As he spoke he released his captive and stood up. José stumbled to his feet like a man dazed, and faced Antonio in the rain with bent head and fidgeting hands.

"Give me my clothes," ordered the monk.

The peasant drew forth an almost dry bundle of clothes from a hollow tree and would have helped Antonio to put them on. But the monk waved him aside and was soon inside the garments.

"Follow me," he said.

In spite of his bleeding feet he set a breakneck pace down the hill.

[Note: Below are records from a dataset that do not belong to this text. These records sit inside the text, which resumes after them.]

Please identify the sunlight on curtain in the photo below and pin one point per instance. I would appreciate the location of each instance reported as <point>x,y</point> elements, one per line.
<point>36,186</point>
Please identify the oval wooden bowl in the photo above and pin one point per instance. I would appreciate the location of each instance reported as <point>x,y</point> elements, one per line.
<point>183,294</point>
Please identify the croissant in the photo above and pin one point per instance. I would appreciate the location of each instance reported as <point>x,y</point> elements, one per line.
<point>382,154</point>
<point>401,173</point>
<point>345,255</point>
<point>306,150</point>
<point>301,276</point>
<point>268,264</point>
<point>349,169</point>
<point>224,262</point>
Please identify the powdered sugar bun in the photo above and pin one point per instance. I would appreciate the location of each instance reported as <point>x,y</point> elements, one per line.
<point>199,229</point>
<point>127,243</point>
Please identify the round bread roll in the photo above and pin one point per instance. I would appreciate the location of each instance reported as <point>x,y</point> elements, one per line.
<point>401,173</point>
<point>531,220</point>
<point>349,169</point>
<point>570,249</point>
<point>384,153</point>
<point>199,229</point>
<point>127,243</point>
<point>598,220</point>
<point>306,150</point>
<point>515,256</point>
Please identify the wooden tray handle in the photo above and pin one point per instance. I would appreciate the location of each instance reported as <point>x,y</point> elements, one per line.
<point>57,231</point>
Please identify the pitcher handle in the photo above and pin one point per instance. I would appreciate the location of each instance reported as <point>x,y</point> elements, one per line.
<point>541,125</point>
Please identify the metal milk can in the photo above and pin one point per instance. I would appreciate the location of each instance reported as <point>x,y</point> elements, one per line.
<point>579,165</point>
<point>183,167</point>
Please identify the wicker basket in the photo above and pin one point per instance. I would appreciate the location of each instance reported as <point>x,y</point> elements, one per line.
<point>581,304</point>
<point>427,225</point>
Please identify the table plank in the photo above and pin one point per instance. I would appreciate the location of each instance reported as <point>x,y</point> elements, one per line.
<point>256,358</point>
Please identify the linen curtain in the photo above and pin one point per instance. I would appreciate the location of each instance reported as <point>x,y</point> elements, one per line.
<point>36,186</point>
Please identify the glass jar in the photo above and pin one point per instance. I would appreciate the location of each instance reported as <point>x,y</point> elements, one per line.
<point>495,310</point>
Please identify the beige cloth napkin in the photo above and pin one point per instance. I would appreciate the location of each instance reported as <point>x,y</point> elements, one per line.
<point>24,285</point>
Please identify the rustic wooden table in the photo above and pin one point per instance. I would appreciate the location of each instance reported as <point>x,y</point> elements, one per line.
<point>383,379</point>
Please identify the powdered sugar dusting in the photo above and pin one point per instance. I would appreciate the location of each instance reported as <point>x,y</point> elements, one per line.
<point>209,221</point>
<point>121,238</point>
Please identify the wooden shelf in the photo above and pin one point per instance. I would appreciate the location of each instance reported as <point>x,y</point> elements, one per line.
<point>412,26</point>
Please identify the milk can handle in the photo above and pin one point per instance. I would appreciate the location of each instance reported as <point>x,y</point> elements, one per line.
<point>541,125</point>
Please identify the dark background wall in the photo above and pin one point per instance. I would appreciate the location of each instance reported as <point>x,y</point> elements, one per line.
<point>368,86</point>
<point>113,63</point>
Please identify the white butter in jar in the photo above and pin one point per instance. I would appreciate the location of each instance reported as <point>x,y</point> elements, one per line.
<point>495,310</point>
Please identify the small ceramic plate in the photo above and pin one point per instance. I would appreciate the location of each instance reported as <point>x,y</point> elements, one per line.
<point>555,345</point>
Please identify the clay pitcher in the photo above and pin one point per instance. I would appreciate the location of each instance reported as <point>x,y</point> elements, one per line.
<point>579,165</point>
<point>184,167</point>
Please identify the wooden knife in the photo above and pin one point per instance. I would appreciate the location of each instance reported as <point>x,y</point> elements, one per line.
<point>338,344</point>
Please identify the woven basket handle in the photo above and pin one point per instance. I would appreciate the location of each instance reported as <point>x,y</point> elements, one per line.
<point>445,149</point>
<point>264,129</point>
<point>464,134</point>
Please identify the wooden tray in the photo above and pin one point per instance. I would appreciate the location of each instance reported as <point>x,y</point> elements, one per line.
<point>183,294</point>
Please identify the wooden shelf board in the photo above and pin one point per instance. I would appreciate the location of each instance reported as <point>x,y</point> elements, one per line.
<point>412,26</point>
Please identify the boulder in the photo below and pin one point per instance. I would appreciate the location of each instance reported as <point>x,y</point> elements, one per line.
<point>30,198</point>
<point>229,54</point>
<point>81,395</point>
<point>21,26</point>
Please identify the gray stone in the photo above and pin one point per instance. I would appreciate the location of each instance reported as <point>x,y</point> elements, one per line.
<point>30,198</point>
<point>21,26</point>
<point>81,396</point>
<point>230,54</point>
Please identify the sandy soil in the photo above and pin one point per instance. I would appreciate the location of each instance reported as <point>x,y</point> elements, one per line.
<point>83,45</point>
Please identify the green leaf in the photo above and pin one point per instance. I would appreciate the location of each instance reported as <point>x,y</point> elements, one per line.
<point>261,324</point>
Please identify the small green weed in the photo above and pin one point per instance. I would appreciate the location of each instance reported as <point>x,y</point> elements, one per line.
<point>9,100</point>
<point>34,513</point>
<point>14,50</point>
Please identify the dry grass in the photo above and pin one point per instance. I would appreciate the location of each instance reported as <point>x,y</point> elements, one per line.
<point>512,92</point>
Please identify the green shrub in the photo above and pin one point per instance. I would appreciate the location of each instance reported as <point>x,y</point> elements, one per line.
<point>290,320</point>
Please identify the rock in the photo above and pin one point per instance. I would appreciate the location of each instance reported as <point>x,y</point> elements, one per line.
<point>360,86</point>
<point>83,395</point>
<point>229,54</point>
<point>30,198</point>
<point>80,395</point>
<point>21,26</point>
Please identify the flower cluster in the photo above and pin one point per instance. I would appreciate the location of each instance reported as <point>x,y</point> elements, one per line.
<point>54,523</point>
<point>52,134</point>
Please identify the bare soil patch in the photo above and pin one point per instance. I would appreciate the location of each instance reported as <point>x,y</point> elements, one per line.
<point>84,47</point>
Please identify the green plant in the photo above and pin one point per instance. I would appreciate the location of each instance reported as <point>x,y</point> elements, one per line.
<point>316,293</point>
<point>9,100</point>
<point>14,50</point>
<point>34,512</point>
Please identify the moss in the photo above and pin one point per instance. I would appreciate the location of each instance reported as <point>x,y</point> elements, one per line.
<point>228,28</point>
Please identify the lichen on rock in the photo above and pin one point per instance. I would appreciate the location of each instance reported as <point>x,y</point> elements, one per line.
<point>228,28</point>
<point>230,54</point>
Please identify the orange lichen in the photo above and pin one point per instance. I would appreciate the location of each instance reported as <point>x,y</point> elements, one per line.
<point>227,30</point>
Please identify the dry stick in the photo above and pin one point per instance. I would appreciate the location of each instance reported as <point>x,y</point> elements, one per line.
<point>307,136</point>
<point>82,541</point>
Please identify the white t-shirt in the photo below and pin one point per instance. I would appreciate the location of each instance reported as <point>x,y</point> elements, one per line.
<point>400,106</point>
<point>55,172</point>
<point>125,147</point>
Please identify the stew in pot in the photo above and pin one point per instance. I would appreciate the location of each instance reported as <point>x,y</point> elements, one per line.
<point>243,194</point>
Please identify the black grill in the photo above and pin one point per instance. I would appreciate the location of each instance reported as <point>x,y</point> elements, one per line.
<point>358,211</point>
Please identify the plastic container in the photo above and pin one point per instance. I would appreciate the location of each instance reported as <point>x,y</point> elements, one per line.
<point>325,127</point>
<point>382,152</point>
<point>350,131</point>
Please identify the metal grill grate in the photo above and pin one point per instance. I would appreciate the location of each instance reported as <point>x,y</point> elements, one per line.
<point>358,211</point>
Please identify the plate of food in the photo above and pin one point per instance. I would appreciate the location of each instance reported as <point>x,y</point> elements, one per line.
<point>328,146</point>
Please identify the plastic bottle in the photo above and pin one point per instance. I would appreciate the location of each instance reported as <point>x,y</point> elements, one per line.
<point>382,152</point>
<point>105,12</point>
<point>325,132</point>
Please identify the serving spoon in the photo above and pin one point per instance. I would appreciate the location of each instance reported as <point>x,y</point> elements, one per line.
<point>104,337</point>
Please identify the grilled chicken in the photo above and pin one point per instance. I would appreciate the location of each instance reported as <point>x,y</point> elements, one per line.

At the boundary wall of the abbey, where the torrent foamed through the broken arch, he halted; and if the pair had not been able to leap from boulder to boulder like mountain-goats they could not have regained the open heath. The night grew blacker; and twice or thrice, where there were patches of clay, they slipped and fell. But no bones were broken; and in less than three quarters of an hour from the beginning of their fight the two men were at Antonio's door.

II

The heap of pine-cones burning on Antonio's narrow hearth crackled pleasantly and gave out fragrant vapors. But, as the monk crouched over it chafing his nerveless hands, he could not help thinking of the blaze he had seen in the vast fireplace of a famous old English banqueting-hall at the close of a chilly, rainy day. The recollection increased his resentment against the shaggy José, who was waiting for his new master's word as meekly as a drenched sheep-dog on a moor. Antonio's pity was submerged for the moment under his disgust at having had to fight for life, half-naked, in a tropical downpour.

"Here are some dry clothes," he said sharply, opening a chest and throwing out the suit in which he had ridden to Villa Branca. And, while José was changing, he stamped upstairs to do the same.